GGUF is a self-contained binary format that stores model weights, quantization metadata, the tokenizer vocabulary, and model configuration in a single file. It replaced the older GGML format in August 2023 and is maintained by the llama.cpp project.

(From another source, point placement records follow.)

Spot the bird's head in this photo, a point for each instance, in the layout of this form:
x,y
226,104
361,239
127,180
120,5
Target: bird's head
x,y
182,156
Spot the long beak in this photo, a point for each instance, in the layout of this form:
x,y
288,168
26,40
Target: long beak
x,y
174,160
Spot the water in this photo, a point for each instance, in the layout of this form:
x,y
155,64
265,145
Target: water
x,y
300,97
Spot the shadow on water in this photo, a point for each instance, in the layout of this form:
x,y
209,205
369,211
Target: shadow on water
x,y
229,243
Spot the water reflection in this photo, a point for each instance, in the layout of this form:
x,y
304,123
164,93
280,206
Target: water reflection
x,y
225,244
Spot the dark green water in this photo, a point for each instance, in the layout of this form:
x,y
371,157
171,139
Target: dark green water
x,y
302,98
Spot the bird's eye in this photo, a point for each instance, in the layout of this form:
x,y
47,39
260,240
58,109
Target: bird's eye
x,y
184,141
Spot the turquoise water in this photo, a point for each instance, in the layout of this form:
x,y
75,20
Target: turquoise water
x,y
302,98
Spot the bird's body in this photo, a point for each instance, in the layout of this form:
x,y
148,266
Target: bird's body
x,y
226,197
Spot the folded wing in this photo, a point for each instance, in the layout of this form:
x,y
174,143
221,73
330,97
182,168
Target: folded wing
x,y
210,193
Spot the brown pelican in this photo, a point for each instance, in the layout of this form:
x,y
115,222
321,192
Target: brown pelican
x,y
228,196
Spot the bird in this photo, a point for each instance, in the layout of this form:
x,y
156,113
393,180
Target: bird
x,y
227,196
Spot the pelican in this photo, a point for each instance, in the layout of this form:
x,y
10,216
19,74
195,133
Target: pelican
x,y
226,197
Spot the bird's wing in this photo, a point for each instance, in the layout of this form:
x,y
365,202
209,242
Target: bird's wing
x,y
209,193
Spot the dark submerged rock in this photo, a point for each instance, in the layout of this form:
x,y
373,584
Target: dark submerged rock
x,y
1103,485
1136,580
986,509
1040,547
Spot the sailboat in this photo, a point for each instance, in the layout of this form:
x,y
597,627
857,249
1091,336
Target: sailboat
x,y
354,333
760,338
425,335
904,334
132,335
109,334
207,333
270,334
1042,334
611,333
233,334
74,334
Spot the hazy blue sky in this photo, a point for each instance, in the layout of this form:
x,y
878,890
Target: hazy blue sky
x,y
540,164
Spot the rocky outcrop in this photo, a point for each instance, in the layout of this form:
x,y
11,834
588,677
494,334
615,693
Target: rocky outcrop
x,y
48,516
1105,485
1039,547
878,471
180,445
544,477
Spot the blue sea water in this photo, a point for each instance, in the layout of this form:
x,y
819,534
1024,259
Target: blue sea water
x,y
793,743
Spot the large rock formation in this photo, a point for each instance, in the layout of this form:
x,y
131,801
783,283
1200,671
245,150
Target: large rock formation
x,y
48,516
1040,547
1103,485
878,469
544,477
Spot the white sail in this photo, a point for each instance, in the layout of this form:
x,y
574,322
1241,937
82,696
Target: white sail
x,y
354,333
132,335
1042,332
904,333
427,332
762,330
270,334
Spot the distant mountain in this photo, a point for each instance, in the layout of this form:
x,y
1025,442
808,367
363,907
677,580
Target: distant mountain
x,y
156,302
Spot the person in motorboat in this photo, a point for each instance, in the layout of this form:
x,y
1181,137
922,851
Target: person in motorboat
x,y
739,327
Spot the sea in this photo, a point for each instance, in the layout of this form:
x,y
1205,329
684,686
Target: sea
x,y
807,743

GGUF File Naming Convention
Names follow the pattern: model-name-Q{bits}_{variant}.gguf
Quantization Levels in GGUF
| Format | Bits/weight | 7B VRAM | Quality | Recommended for |
|---|---|---|---|---|
| Q2_K | 2.6 | ~2.8 GB | Poor | Very low RAM; avoid for production |
| Q3_K_M | 3.3 | ~3.3 GB | Acceptable | Extreme memory constraints only |
| Q4_K_S | 4.4 | ~4.1 GB | Good | Small variant of Q4_K_M |
| Q4_K_M | 4.6 | ~4.5 GB | Good | Recommended default |
| Q5_K_M | 5.7 | ~5.6 GB | Very good | Best quality/size when you have room |
| Q6_K | 6.6 | ~6.1 GB | Excellent | Near-lossless; 16GB GPU headroom |
| Q8_0 | 8.5 | ~7.7 GB | Near-FP16 | Max quality at INT8; GPU only |
| F16 | 16 | ~14 GB | Reference | Validation / training baseline |
K-Quants Explained
The "K" suffix (e.g., Q4_K_M) refers to k-quants — an improved quantization method that uses different precision levels for different layer types. Attention layers get higher precision (k-quantized) while feed-forward layers use standard INT4. This "mixed precision within a single quantization level" gives significantly better quality than naive Q4_0 at the same file size. "_M" means medium grouping size; "_S" is smaller (less VRAM, less quality); "_L" is larger (more quality).
Why It Matters for On-Premise
GGUF is the format of choice for Ollama, LM Studio, and GPT4All — the most common on-premise serving stacks. Q4_K_M is the sweet spot for most use cases: a 7B Q4_K_M fits in 6 GB of RAM (or VRAM), runs at 25–40 tokens/s on a modern GPU, and loses less than 2% quality vs FP16 on standard benchmarks.